バターリッチ・フィアンセ


……こんな形で、彼を責めるつもりではなかった。


でも、日ごとに……ううん、一秒ごとに膨らんでく昴さんへの気持ちが、私を小さな子どもみたいに、感情的にした。


いつもは私を思い通りに鳴かせる彼の手は、左胸に置かれたまま固まって動かない。

もう、嫌われてしまったかもしれない……そうしたら、婚約パーティーのこと、本当に断らなくちゃ……


ぐちゃぐちゃな頭の中で、そんなことを冷静に考えている自分がおかしくて、でも笑う元気もなくただ涙を流し続けているときだった。
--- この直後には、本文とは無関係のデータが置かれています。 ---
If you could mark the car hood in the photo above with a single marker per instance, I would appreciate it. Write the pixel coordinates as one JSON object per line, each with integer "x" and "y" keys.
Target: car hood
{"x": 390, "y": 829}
突然、私の肩にコツンと昴さんの頭が乗っかり、くぐもった声が、かすかに聞こえた。



「あぁクソ……。
――――なんで、俺まで痛いわけ?」



そう言うと私から手を離し、Tシャツの胸元をぎゅっと握りしめた昴さん。



「すばるさ……」

「……ちょっと、外出てくる」



肩に乗っていた熱がふっと離れて行き、私は壁に背をもたれたままズルズルとその場に座り込んだ。

どこへ行くの……?

私を、一人にしないで……



「――仕込みまでには、戻るから」



最後まで私を振り返らなかった昴さんは、そう言い残すと玄関の扉を出て行った。


いっそう強くなった胸の痛みに、ひとりになった部屋で耐えるのはひどく寂しくて。


溢れてくる涙を拭うこともせず、私はしばらくそこでぼんやりと玄関の扉を見つめていた。